At home, which is apparently far less exciting than a park full of cat faeces, he has calmed down considerably, and we’re reminded of his age when he jumps to get into the boot of car, doesn’t make it, and lands in a crumpled heap on the drive. But there’s still that odd occasion when, in his own loveable way, he comes bounding into the living room, seeking out the two freshly made cups of tea like a heat-seeking missile, in order to send them flying in all directions, spraying scalding-hot PG Tips towards an oblivious baby.
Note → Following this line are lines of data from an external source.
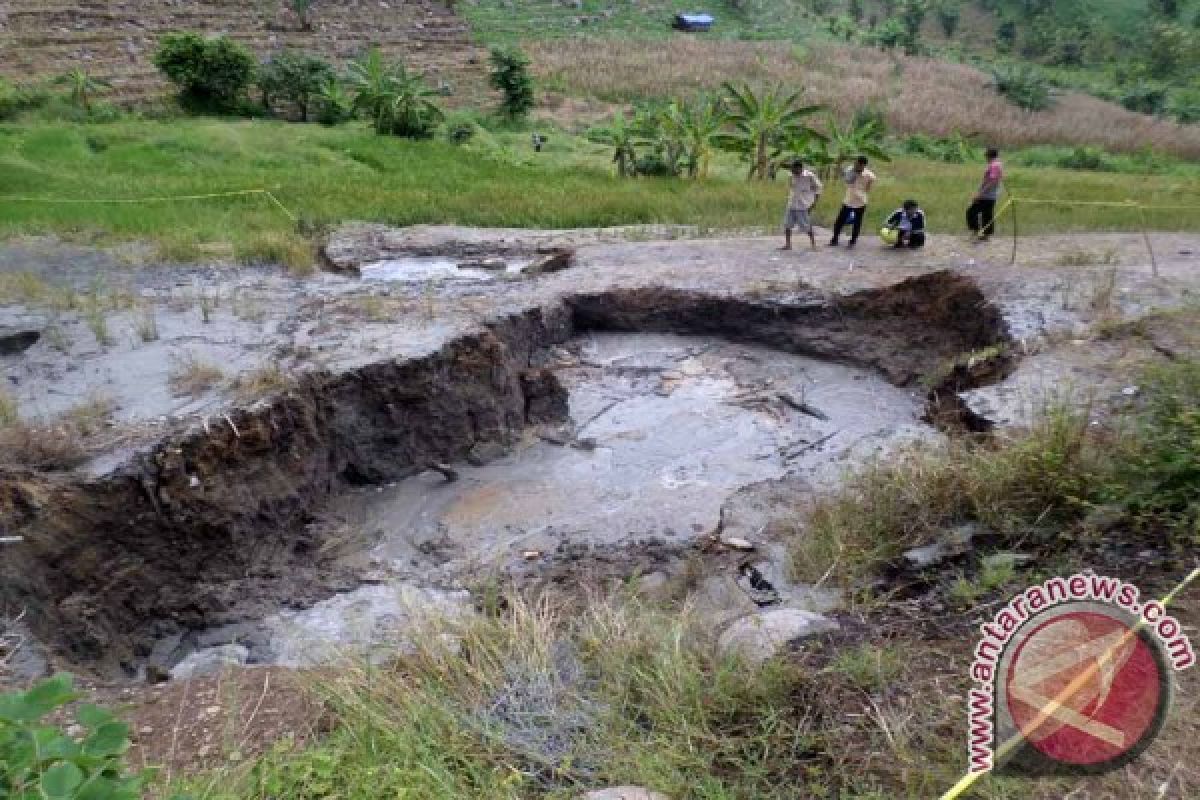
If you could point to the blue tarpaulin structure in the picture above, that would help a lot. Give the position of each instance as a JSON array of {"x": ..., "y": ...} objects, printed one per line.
[{"x": 694, "y": 22}]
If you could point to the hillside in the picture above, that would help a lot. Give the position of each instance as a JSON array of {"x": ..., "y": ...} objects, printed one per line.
[{"x": 114, "y": 41}]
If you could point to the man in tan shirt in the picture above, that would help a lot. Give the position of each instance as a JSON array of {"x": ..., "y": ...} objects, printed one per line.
[
  {"x": 805, "y": 193},
  {"x": 859, "y": 181}
]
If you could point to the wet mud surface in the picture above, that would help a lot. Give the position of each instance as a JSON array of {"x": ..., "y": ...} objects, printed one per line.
[{"x": 606, "y": 416}]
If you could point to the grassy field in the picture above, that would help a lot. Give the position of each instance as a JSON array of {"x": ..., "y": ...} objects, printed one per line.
[
  {"x": 916, "y": 95},
  {"x": 328, "y": 175}
]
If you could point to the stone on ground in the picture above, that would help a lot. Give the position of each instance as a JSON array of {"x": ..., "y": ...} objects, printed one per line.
[
  {"x": 210, "y": 661},
  {"x": 765, "y": 635},
  {"x": 624, "y": 793}
]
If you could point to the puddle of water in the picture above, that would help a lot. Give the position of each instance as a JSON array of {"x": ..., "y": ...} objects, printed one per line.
[{"x": 420, "y": 270}]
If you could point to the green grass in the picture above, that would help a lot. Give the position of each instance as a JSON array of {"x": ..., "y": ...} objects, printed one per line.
[
  {"x": 549, "y": 701},
  {"x": 497, "y": 22},
  {"x": 1036, "y": 488},
  {"x": 329, "y": 175}
]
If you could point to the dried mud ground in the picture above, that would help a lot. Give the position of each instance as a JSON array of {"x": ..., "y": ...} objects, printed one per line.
[{"x": 1085, "y": 312}]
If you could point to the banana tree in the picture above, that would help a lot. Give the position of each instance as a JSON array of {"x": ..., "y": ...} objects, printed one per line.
[
  {"x": 623, "y": 137},
  {"x": 397, "y": 101},
  {"x": 82, "y": 86},
  {"x": 762, "y": 124},
  {"x": 699, "y": 126},
  {"x": 852, "y": 140},
  {"x": 371, "y": 83}
]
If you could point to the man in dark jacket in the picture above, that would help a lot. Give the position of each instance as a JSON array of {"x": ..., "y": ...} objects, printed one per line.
[{"x": 909, "y": 224}]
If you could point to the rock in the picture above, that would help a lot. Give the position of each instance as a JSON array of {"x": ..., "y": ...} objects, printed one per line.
[
  {"x": 15, "y": 341},
  {"x": 156, "y": 674},
  {"x": 762, "y": 636},
  {"x": 954, "y": 543},
  {"x": 652, "y": 583},
  {"x": 491, "y": 263},
  {"x": 555, "y": 262},
  {"x": 545, "y": 396},
  {"x": 1000, "y": 560},
  {"x": 484, "y": 452},
  {"x": 737, "y": 542},
  {"x": 624, "y": 793},
  {"x": 213, "y": 660}
]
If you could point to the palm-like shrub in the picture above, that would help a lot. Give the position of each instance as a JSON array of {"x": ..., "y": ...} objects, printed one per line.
[
  {"x": 395, "y": 100},
  {"x": 82, "y": 86},
  {"x": 762, "y": 124}
]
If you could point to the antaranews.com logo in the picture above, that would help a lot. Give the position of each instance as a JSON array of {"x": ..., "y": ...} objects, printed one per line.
[{"x": 1073, "y": 675}]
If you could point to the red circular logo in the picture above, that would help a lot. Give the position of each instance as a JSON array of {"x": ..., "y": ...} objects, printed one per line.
[{"x": 1085, "y": 689}]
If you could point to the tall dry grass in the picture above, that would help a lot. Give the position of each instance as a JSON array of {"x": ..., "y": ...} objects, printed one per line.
[{"x": 918, "y": 95}]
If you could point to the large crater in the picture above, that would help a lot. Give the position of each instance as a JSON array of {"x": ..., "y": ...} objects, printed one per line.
[{"x": 642, "y": 438}]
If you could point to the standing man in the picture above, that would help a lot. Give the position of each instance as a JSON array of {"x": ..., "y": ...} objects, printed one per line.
[
  {"x": 859, "y": 181},
  {"x": 805, "y": 192},
  {"x": 982, "y": 211}
]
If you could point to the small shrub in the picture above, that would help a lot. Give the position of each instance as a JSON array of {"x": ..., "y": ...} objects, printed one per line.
[
  {"x": 297, "y": 79},
  {"x": 1145, "y": 97},
  {"x": 211, "y": 74},
  {"x": 1092, "y": 158},
  {"x": 1023, "y": 85},
  {"x": 17, "y": 98},
  {"x": 334, "y": 103},
  {"x": 889, "y": 35},
  {"x": 949, "y": 12},
  {"x": 1185, "y": 106},
  {"x": 510, "y": 76},
  {"x": 41, "y": 761}
]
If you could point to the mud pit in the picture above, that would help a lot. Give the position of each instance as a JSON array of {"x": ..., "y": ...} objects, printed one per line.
[{"x": 603, "y": 440}]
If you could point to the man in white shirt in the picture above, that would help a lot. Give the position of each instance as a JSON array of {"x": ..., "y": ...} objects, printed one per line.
[
  {"x": 805, "y": 193},
  {"x": 859, "y": 181}
]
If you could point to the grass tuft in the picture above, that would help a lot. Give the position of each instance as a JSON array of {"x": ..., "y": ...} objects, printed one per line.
[
  {"x": 269, "y": 379},
  {"x": 193, "y": 376}
]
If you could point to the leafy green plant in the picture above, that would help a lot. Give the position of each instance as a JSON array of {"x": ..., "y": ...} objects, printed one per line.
[
  {"x": 954, "y": 149},
  {"x": 1023, "y": 85},
  {"x": 82, "y": 86},
  {"x": 1185, "y": 106},
  {"x": 510, "y": 76},
  {"x": 912, "y": 16},
  {"x": 623, "y": 138},
  {"x": 949, "y": 12},
  {"x": 1146, "y": 97},
  {"x": 17, "y": 98},
  {"x": 762, "y": 125},
  {"x": 334, "y": 103},
  {"x": 295, "y": 78},
  {"x": 39, "y": 761},
  {"x": 697, "y": 124},
  {"x": 395, "y": 100},
  {"x": 301, "y": 8},
  {"x": 888, "y": 35},
  {"x": 211, "y": 73}
]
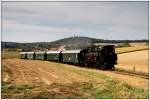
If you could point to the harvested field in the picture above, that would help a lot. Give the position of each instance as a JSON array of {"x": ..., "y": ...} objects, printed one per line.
[
  {"x": 44, "y": 79},
  {"x": 131, "y": 49},
  {"x": 134, "y": 61}
]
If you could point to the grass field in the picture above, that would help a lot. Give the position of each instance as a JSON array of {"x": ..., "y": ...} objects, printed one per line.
[
  {"x": 134, "y": 61},
  {"x": 44, "y": 79},
  {"x": 131, "y": 49},
  {"x": 10, "y": 54}
]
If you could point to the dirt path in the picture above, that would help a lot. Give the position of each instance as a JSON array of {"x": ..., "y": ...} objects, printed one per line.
[
  {"x": 45, "y": 72},
  {"x": 135, "y": 60}
]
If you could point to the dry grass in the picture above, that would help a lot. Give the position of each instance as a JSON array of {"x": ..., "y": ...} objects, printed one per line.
[
  {"x": 43, "y": 79},
  {"x": 131, "y": 49},
  {"x": 135, "y": 61},
  {"x": 10, "y": 54}
]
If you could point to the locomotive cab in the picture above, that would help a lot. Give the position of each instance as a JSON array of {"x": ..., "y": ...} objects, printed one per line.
[{"x": 108, "y": 57}]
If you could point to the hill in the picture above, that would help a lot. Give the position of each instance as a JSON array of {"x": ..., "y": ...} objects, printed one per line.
[
  {"x": 27, "y": 79},
  {"x": 69, "y": 43}
]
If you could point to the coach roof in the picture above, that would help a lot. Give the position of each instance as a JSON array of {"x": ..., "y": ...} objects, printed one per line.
[
  {"x": 40, "y": 52},
  {"x": 71, "y": 51},
  {"x": 30, "y": 52},
  {"x": 51, "y": 52},
  {"x": 22, "y": 52}
]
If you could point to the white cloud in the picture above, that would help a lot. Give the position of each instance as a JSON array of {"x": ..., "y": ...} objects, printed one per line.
[{"x": 65, "y": 18}]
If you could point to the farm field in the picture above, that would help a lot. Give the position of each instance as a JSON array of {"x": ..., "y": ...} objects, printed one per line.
[
  {"x": 131, "y": 49},
  {"x": 137, "y": 61},
  {"x": 44, "y": 79}
]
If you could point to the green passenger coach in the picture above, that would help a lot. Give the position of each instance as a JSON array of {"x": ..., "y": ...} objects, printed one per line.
[
  {"x": 71, "y": 56},
  {"x": 23, "y": 55},
  {"x": 40, "y": 55},
  {"x": 53, "y": 55}
]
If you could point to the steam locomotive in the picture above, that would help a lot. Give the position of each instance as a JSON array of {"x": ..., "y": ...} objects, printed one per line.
[{"x": 102, "y": 58}]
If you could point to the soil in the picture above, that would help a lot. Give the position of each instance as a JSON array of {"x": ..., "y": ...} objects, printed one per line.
[{"x": 137, "y": 61}]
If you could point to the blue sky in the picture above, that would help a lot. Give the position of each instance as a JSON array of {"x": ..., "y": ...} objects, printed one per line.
[{"x": 49, "y": 21}]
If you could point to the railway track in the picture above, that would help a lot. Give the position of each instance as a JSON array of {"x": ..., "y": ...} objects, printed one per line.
[{"x": 137, "y": 74}]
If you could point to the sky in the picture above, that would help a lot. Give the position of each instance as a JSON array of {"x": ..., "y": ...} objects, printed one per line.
[{"x": 50, "y": 21}]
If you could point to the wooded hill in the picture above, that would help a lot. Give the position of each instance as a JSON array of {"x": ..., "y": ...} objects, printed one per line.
[{"x": 69, "y": 43}]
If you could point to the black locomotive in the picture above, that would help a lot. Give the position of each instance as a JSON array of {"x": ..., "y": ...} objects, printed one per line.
[{"x": 102, "y": 58}]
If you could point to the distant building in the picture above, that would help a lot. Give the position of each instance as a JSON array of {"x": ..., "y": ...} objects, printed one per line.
[{"x": 102, "y": 44}]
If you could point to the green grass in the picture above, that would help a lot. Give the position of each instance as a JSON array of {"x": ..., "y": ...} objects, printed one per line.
[{"x": 88, "y": 90}]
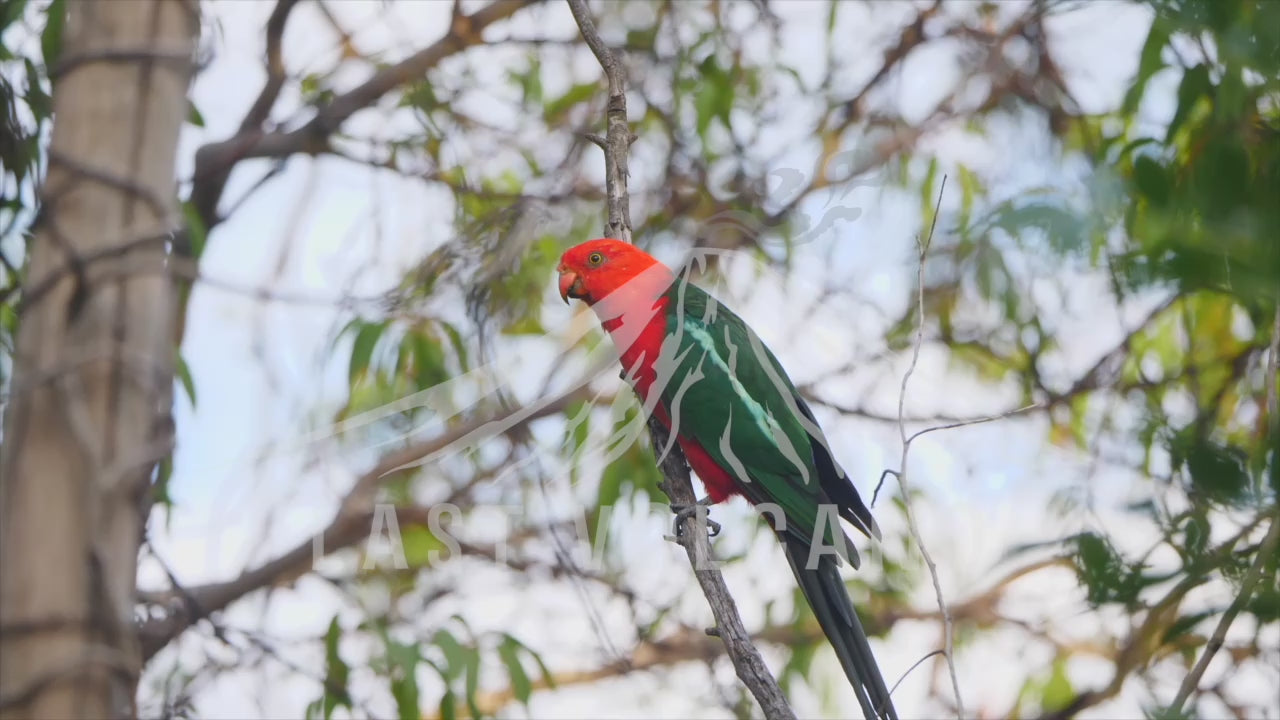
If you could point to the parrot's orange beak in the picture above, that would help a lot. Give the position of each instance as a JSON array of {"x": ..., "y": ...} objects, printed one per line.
[{"x": 571, "y": 285}]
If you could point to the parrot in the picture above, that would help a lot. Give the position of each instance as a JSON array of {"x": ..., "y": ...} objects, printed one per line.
[{"x": 700, "y": 370}]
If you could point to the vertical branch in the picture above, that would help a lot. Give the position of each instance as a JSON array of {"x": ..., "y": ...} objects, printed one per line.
[
  {"x": 617, "y": 136},
  {"x": 677, "y": 484},
  {"x": 947, "y": 625}
]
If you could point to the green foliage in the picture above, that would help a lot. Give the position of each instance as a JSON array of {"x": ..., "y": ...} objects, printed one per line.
[{"x": 334, "y": 693}]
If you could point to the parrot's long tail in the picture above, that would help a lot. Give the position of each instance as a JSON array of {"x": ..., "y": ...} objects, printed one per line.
[{"x": 828, "y": 597}]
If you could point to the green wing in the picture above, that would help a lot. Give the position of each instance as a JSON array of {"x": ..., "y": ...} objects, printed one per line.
[{"x": 725, "y": 390}]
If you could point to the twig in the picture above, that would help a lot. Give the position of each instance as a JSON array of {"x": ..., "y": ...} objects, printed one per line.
[
  {"x": 974, "y": 420},
  {"x": 1269, "y": 545},
  {"x": 1215, "y": 643},
  {"x": 617, "y": 135},
  {"x": 923, "y": 250}
]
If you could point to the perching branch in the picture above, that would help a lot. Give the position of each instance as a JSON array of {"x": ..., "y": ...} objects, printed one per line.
[
  {"x": 617, "y": 136},
  {"x": 677, "y": 484},
  {"x": 947, "y": 625},
  {"x": 693, "y": 537}
]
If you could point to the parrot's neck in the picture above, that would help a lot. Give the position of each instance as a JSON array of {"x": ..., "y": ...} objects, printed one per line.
[{"x": 635, "y": 317}]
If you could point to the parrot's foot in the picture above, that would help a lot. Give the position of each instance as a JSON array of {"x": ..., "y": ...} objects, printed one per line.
[{"x": 686, "y": 511}]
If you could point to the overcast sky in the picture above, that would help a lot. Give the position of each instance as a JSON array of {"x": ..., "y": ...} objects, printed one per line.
[{"x": 268, "y": 377}]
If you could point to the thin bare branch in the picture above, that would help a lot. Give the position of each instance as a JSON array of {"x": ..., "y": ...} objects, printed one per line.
[
  {"x": 617, "y": 135},
  {"x": 1215, "y": 643},
  {"x": 947, "y": 625},
  {"x": 215, "y": 160}
]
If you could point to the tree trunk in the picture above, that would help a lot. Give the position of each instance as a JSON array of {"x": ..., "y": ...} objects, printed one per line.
[{"x": 88, "y": 413}]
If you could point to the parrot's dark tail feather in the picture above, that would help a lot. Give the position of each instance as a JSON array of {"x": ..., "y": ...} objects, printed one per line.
[{"x": 828, "y": 597}]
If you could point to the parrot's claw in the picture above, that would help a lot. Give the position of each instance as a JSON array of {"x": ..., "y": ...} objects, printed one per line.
[{"x": 686, "y": 511}]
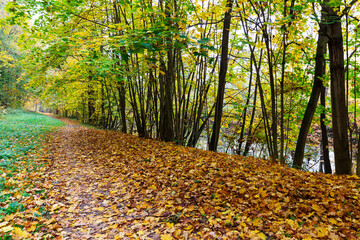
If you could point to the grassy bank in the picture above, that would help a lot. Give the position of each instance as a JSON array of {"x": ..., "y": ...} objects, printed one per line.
[{"x": 22, "y": 213}]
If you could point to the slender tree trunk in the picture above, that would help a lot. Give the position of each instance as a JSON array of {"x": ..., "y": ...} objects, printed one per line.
[
  {"x": 314, "y": 97},
  {"x": 222, "y": 79},
  {"x": 338, "y": 102},
  {"x": 324, "y": 136},
  {"x": 167, "y": 126}
]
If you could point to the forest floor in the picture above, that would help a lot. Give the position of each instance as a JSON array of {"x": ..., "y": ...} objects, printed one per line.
[{"x": 109, "y": 185}]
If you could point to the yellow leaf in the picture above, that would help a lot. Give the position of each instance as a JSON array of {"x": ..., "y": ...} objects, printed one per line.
[
  {"x": 20, "y": 233},
  {"x": 166, "y": 237},
  {"x": 321, "y": 232},
  {"x": 3, "y": 224},
  {"x": 6, "y": 229},
  {"x": 169, "y": 225}
]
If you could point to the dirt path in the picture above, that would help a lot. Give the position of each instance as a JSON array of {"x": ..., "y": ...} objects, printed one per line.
[
  {"x": 84, "y": 184},
  {"x": 109, "y": 185}
]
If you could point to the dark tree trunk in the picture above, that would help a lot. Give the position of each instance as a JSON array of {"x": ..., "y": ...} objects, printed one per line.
[
  {"x": 314, "y": 97},
  {"x": 167, "y": 125},
  {"x": 338, "y": 104},
  {"x": 324, "y": 136},
  {"x": 222, "y": 79}
]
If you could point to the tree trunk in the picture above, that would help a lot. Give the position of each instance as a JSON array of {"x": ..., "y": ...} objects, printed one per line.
[
  {"x": 338, "y": 103},
  {"x": 314, "y": 97},
  {"x": 222, "y": 79},
  {"x": 324, "y": 137}
]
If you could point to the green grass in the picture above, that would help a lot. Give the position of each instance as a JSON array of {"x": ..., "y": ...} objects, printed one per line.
[{"x": 22, "y": 136}]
Yes, he can be clumsy and irritating at times, particularly with two young kids, but they both dote on him, as do we, and he’s never once complained about having his ears pulled, toys dropped on him, or food thrown at his face. Sometimes, the kids are mean to him too. Besides, if repeatedly hitting his head on a radiator (will he never learn?), getting stuck behind the sofa, and tripping over his own feet were reason not to love him, I’d have been turfed out on my arse a long time ago.

So, he can be an ungainly, smelly, cat-shit eating nuisance at times, but he’s our ungainly, smelly, cat-shit eating nuisance, and we wouldn’t change that for the world.